We use different supervised classifiers, header analysis, regular expressions, the GitHub/Gitlab API to retrieve all these fields (more than one technique may be used for each field) and language specific metadata parsers (e.g., for package files). Each extraction records its provenance, with the confidence and technique used on each step. For more information check the output format description

1 The available application domains currently are:

  • Astrophysics: a branch of space science that applies the laws of physics and chemistry to seek to understand the universe and our place in it. The field explores topics such as the birth, life and death of stars, planets, galaxies, nebulae and other objects in the universe.
  • Audio: a process of transforming, exploring, and interpreting audio signals recorded by digital devices.
  • Computer vision: a field of artificial intelligence (AI) that enables computers and systems to derive meaningful information from digital images, videos and other visual inputs — and take actions or make recommendations based on that information.
  • Graphs: data structures that can be ingested by various algorithms, notably neural nets, learning to perform tasks such as classification, clustering and regression.
  • Natural language processing: a branch of computer science—and more specifically, the branch of artificial intelligence or AI—concerned with giving computers the ability to understand text and spoken words in much the same way human beings can.
  • Reinforcement learning: a machine learning training method based on rewarding desired behaviors and/or punishing undesired ones.
  • Semantc web: a vision about an extension of the existing World Wide Web, which provides software programs with machine-interpretable metadata of the published information and data.
  • Sequential: the process of producing a sequence of values from a set of input values.

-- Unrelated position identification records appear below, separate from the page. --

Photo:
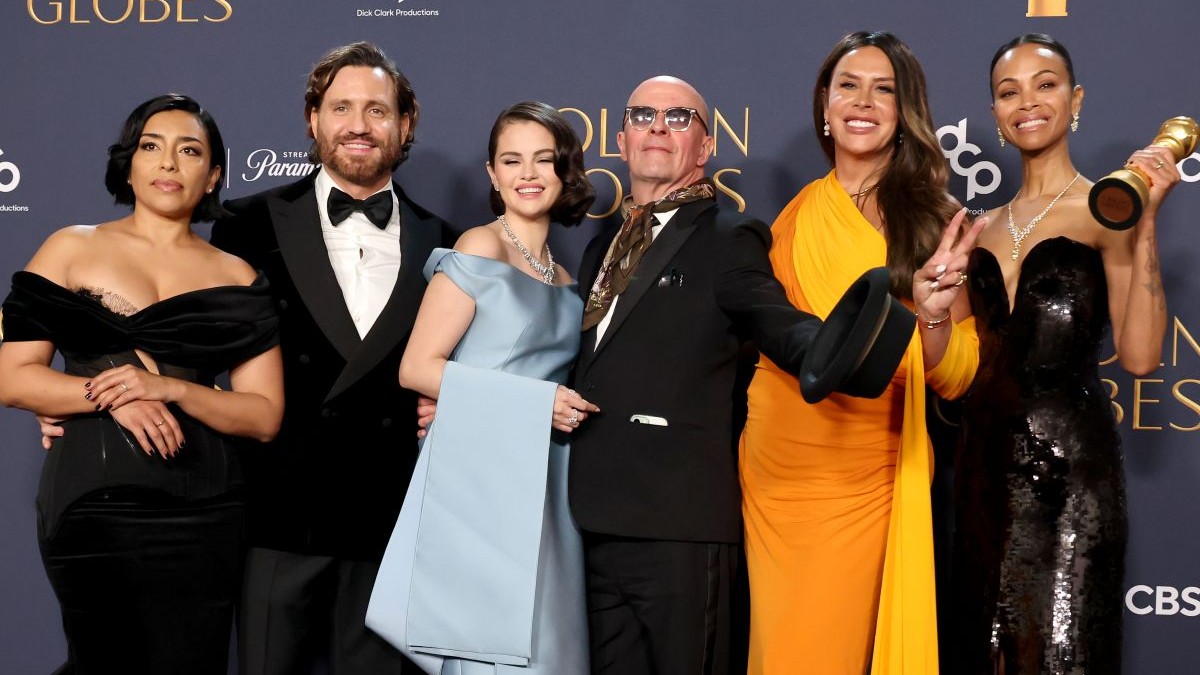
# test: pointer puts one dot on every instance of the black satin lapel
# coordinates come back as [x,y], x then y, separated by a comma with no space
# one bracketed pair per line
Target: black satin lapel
[669,242]
[418,238]
[298,231]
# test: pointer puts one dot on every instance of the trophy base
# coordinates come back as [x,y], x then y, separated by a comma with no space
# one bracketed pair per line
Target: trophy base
[1115,203]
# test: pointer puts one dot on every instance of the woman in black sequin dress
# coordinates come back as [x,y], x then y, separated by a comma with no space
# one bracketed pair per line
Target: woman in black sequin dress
[1041,537]
[139,505]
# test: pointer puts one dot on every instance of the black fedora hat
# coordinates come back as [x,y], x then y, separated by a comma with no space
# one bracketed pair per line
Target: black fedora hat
[861,344]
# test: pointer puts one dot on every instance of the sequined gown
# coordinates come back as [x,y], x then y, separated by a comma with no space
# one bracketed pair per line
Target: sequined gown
[1041,507]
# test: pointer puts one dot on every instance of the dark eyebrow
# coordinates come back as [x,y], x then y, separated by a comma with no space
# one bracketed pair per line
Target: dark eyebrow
[185,138]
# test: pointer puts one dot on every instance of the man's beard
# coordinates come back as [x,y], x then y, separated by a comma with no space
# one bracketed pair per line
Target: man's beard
[359,171]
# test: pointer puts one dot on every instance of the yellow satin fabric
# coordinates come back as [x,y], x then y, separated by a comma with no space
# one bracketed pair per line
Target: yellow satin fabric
[839,531]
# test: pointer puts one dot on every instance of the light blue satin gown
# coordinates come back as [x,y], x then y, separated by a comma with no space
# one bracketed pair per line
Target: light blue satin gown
[484,573]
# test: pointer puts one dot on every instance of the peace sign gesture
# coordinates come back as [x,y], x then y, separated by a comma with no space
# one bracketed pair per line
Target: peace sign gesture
[936,285]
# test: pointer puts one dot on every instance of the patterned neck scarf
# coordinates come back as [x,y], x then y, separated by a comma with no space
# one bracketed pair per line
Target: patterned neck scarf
[635,237]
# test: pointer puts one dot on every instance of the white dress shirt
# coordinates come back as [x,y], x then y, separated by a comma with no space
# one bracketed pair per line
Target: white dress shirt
[365,258]
[663,217]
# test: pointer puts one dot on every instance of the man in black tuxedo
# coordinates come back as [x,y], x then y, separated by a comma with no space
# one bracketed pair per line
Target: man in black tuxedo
[671,293]
[343,250]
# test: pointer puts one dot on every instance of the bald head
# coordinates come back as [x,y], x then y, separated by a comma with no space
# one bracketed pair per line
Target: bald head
[672,85]
[661,160]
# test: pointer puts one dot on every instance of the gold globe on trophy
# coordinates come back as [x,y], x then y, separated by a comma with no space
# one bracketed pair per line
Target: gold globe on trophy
[1117,199]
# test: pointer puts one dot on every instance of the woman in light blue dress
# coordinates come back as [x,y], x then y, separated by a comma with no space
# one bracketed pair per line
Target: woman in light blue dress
[484,573]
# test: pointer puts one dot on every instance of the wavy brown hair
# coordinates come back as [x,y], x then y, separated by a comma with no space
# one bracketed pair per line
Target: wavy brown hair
[912,192]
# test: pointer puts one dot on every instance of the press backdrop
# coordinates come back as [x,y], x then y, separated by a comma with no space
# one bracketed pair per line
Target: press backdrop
[71,70]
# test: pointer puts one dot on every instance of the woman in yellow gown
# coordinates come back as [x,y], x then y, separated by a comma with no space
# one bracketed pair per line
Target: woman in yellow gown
[839,533]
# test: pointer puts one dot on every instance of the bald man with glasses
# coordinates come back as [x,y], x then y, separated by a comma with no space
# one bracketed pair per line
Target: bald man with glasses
[672,293]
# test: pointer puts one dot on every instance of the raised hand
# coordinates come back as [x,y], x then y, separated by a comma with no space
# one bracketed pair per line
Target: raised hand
[936,285]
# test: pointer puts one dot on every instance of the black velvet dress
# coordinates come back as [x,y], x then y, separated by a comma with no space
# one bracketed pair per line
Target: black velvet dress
[1039,494]
[144,553]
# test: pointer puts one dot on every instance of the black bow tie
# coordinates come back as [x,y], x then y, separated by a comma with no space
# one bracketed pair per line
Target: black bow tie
[377,207]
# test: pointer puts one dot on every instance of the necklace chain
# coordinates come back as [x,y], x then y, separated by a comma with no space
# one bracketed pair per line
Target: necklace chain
[1020,234]
[546,270]
[863,191]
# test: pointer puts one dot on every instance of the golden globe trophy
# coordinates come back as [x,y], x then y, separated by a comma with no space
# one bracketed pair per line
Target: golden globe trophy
[1117,198]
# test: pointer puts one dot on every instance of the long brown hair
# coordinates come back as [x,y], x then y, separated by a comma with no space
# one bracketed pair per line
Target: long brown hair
[912,191]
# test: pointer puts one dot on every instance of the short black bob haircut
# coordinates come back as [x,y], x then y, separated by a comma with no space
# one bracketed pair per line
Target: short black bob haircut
[577,192]
[120,154]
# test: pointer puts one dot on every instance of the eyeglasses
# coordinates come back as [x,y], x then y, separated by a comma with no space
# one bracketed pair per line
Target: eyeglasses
[676,119]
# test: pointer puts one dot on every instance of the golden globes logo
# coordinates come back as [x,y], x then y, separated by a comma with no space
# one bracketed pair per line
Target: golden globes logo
[51,12]
[1047,9]
[1167,401]
[607,148]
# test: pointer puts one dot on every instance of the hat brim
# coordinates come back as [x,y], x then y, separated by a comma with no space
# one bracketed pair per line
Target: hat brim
[859,346]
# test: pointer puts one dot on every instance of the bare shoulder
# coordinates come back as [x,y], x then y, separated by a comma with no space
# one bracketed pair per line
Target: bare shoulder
[63,249]
[483,240]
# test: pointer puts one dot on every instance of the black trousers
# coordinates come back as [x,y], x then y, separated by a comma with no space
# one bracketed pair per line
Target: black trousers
[148,583]
[299,610]
[659,608]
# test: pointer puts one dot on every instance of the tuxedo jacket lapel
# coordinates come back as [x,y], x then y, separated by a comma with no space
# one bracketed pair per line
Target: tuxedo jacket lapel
[418,237]
[669,242]
[298,231]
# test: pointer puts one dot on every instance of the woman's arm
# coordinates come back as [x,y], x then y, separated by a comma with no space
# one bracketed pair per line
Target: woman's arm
[441,323]
[1137,300]
[253,408]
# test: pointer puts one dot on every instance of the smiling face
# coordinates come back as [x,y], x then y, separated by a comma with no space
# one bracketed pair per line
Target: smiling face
[172,168]
[1032,97]
[661,160]
[358,129]
[523,169]
[861,106]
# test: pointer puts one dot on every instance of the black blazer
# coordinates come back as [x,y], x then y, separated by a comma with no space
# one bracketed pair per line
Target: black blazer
[333,482]
[671,352]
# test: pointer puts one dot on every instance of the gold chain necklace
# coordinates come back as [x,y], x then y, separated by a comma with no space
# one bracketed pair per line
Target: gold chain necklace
[1020,234]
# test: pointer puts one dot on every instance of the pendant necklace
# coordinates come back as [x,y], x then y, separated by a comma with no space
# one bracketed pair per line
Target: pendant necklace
[1020,234]
[546,270]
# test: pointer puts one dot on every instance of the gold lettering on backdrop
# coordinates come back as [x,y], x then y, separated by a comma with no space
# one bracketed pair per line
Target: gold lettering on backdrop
[587,125]
[112,12]
[58,12]
[604,132]
[228,13]
[179,13]
[1117,411]
[1138,400]
[618,192]
[166,12]
[742,143]
[725,189]
[1047,9]
[1191,404]
[100,15]
[1180,329]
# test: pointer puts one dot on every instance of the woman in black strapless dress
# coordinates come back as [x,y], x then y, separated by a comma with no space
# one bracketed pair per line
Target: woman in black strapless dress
[1041,511]
[139,503]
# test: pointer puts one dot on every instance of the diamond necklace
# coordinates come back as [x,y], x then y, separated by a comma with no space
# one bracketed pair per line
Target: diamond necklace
[545,270]
[1020,234]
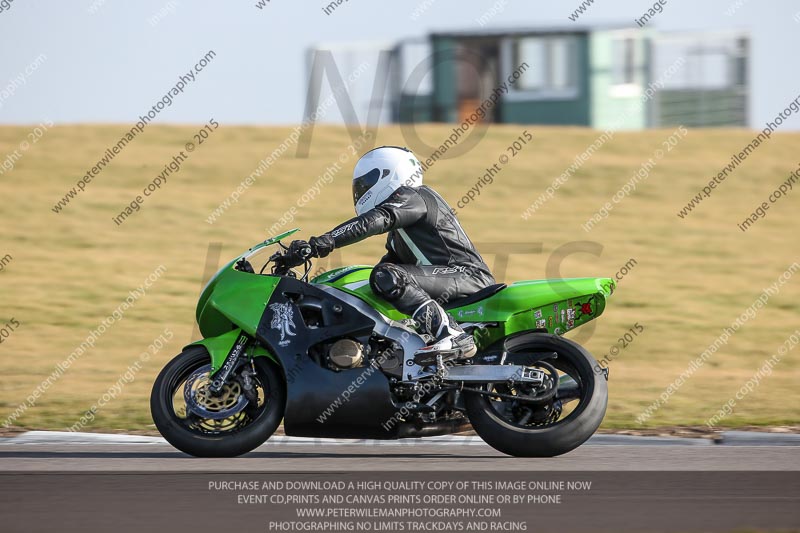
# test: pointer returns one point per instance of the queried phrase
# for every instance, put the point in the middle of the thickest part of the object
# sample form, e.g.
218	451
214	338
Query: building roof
533	29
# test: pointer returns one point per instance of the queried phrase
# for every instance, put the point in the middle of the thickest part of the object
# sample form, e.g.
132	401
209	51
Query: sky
109	61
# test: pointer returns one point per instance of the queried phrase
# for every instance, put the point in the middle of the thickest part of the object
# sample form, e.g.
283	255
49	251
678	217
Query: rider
429	257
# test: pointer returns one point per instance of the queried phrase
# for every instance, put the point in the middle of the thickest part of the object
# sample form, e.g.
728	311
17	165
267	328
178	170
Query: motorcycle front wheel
243	416
514	426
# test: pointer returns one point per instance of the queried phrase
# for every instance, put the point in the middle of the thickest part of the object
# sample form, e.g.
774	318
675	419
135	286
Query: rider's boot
449	340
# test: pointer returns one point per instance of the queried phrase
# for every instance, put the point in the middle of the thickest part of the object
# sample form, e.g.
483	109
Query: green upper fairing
556	306
234	298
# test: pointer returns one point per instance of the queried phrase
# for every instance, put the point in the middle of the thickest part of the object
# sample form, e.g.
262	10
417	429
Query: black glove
321	246
297	253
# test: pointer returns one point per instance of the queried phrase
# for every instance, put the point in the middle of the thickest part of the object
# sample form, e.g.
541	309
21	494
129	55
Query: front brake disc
202	403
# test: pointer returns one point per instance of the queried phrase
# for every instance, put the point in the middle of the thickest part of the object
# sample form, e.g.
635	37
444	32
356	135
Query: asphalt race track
49	451
78	482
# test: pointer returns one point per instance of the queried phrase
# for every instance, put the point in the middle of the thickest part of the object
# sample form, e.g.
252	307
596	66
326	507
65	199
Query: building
602	77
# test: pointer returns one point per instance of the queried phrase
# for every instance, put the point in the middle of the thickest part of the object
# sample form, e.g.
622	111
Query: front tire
490	419
216	438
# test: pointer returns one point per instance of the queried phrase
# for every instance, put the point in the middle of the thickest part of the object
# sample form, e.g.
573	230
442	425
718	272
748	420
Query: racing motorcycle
330	358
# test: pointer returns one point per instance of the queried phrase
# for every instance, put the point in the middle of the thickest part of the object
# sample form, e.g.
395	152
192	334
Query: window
549	63
623	68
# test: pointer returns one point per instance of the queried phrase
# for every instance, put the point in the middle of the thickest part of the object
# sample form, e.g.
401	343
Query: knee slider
388	281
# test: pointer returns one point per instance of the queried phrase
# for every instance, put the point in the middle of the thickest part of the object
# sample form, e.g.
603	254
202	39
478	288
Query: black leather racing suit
428	254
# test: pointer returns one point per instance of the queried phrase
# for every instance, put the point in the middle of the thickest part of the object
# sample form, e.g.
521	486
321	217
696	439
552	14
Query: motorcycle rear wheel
493	419
228	437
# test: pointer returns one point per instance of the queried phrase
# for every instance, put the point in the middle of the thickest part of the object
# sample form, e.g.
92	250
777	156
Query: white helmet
382	171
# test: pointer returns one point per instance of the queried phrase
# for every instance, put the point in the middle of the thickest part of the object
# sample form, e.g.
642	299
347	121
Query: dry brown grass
693	277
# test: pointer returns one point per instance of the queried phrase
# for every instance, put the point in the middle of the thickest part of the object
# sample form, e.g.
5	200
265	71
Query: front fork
220	377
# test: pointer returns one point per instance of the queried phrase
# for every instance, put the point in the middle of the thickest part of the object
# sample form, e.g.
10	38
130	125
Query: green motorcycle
330	358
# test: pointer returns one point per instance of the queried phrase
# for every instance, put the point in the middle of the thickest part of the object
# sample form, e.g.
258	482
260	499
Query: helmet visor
364	183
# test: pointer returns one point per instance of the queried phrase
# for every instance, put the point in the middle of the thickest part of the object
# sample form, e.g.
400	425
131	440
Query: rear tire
562	436
230	444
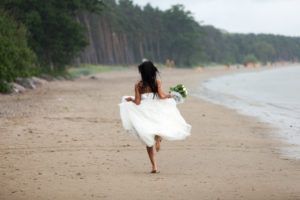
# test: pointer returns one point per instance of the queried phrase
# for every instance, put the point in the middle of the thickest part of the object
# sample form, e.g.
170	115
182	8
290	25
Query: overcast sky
242	16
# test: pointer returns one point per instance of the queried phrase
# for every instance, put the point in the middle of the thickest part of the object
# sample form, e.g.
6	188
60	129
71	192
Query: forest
49	36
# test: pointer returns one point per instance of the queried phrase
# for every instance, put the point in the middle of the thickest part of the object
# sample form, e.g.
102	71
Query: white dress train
152	117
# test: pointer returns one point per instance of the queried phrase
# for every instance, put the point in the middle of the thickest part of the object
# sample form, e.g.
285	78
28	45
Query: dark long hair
148	73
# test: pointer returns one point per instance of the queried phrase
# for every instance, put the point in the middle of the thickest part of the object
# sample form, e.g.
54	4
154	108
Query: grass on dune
88	69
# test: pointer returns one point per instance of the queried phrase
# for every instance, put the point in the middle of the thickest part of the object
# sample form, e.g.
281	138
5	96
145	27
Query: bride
152	115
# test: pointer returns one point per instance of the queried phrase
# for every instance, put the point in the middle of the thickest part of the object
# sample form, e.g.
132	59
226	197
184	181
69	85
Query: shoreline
229	102
66	141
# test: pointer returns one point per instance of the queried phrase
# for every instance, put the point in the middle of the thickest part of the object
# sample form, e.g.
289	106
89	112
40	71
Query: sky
241	16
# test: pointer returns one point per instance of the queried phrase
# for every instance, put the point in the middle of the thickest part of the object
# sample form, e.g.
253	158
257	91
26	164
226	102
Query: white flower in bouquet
179	93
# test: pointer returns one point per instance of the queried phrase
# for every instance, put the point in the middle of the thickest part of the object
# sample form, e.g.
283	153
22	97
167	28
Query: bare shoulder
138	84
158	82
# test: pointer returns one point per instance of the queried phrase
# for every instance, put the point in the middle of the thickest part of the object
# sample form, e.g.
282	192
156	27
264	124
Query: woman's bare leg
157	142
150	151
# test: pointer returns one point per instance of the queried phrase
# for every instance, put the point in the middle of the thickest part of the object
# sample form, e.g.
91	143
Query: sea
272	95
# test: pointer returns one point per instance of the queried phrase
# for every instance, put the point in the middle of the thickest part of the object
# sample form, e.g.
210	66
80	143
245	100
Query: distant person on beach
152	115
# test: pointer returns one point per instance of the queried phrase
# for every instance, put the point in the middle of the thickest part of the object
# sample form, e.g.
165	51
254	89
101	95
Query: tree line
125	33
47	36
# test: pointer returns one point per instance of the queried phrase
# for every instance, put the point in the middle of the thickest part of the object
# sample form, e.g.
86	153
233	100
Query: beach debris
25	82
17	88
60	78
38	81
46	77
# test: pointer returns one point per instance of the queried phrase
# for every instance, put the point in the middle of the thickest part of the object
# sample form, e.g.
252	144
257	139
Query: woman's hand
169	96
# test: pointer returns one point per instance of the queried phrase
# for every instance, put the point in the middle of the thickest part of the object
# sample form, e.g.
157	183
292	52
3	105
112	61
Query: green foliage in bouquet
180	89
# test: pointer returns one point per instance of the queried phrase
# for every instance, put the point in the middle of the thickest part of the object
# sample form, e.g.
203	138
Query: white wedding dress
152	117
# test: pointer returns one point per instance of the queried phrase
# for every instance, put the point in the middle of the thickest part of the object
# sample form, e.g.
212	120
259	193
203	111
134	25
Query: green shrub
16	59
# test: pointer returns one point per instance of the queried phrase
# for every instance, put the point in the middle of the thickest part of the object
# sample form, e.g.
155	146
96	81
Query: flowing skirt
152	117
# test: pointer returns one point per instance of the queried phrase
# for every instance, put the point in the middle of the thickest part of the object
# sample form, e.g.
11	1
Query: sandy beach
65	141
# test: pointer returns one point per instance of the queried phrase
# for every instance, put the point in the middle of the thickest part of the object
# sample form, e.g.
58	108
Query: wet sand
65	141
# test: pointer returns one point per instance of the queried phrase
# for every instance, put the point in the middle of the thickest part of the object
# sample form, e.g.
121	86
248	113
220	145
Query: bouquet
179	93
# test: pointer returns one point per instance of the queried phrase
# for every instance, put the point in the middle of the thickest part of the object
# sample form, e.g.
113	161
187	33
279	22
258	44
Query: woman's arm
137	99
161	94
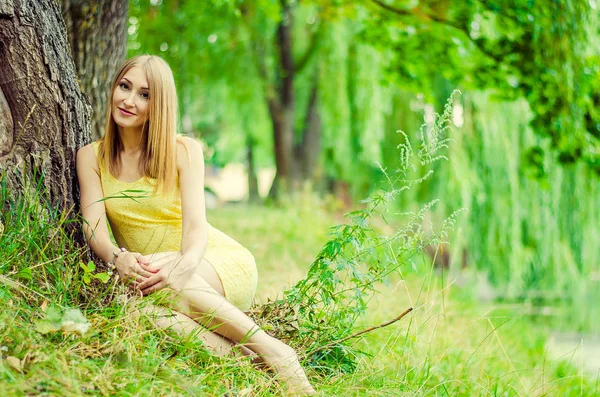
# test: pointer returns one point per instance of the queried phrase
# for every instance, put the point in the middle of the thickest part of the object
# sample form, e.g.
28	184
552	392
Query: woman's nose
129	99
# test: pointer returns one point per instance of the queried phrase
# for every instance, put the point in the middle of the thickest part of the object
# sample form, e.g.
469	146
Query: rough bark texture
281	106
98	38
44	117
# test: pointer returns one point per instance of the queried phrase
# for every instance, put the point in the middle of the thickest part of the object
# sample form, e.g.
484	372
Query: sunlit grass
449	345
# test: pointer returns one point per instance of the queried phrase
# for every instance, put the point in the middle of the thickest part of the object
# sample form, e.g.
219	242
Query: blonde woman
148	182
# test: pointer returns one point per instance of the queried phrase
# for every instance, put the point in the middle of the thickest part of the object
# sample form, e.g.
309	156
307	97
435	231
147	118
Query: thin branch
364	331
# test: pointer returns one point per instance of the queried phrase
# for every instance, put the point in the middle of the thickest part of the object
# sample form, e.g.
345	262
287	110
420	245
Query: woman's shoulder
188	148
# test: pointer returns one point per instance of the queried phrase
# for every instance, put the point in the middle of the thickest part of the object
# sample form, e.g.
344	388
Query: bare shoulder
188	146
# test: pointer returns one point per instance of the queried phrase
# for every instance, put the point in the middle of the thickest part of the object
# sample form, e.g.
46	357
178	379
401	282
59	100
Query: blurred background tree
317	89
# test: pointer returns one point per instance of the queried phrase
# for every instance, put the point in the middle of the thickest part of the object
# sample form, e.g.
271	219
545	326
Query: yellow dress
147	223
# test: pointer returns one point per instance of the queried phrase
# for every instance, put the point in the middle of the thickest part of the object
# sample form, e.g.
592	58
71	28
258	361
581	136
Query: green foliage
88	273
341	281
546	53
440	350
71	320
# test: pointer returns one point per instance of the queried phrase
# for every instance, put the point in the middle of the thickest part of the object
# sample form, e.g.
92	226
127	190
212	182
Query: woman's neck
132	140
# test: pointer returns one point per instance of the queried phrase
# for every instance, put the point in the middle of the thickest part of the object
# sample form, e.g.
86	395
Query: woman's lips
126	113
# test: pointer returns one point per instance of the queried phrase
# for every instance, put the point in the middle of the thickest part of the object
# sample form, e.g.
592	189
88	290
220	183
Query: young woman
149	183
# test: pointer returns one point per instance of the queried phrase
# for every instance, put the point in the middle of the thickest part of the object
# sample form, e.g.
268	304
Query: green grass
448	346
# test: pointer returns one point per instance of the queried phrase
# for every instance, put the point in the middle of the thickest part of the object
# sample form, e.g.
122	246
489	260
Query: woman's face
130	100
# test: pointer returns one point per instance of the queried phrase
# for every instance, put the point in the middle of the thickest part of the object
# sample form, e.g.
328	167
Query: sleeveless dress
147	223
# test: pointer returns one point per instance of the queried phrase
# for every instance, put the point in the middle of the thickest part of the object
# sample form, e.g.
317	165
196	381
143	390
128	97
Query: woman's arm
93	211
191	179
175	268
92	206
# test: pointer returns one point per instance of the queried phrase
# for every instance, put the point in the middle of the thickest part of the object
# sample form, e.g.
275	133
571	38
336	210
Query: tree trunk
281	107
44	115
306	152
98	38
253	195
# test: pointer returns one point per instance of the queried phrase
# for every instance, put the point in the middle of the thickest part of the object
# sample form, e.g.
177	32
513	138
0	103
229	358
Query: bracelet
111	263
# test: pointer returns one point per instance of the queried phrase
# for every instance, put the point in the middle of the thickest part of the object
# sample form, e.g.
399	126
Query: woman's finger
140	271
149	268
152	289
149	282
139	257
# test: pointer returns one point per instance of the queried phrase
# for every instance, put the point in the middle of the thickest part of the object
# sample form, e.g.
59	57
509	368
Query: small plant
88	273
319	313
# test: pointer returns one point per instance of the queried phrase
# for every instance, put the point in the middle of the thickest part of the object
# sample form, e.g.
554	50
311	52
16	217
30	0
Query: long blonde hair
158	159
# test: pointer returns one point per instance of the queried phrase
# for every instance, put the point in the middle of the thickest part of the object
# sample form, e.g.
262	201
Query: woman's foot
283	360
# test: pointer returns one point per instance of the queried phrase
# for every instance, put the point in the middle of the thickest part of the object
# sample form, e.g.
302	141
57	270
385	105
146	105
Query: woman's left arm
174	270
191	179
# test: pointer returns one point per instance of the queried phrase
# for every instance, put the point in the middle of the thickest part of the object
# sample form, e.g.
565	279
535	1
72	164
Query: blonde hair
158	159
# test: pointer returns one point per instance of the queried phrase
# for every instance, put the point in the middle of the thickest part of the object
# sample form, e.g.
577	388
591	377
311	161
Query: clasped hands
151	273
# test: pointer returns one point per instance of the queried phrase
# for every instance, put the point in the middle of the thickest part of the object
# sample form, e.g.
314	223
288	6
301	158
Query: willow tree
277	71
541	52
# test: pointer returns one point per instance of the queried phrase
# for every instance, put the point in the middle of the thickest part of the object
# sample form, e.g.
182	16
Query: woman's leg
202	299
165	318
199	300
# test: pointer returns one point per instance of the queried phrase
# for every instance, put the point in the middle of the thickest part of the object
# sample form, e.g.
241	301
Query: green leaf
103	277
24	273
84	267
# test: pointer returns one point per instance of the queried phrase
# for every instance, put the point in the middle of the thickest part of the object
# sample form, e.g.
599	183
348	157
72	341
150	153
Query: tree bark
98	39
253	195
44	117
281	107
306	152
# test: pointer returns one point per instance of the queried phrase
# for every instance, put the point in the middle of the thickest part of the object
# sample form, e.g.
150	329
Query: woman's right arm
92	205
131	266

Used Technologies and Standards

GitHub API

We use the Github's API to retrieve some of metadata fields indicated above, like name, license changelog and releases of a software component.

Scikit Learn

Scikit Learn is a powerful machine learning framework that provides a variety of methods for supervised and unsupervised learning. We use some of these classifiers to train sentence-based models to detect software description, citation, installation instructions and invocation commands.

Wordnet

Wordnet is a public lexical database which we use to find synonyms of common headers used when describe software.

JSON

The JavaScript Object Notation (JSON) is a syntax for storing and exchanging data commonly used by Web developers. We use JSON to serialize our results.

RDF

We use the Resource Description Framework (RDF) to serialize our results. We currently provide two different serializations: JSON-LD and Turtle. The main difference between the JSON and RDF serializations is that they are simpler and do not incorporate the confidence of the results.

SOMEF uses the Software Description Ontology, which extends Schema.org and Codemeta. We also support a Codemeta-specific export.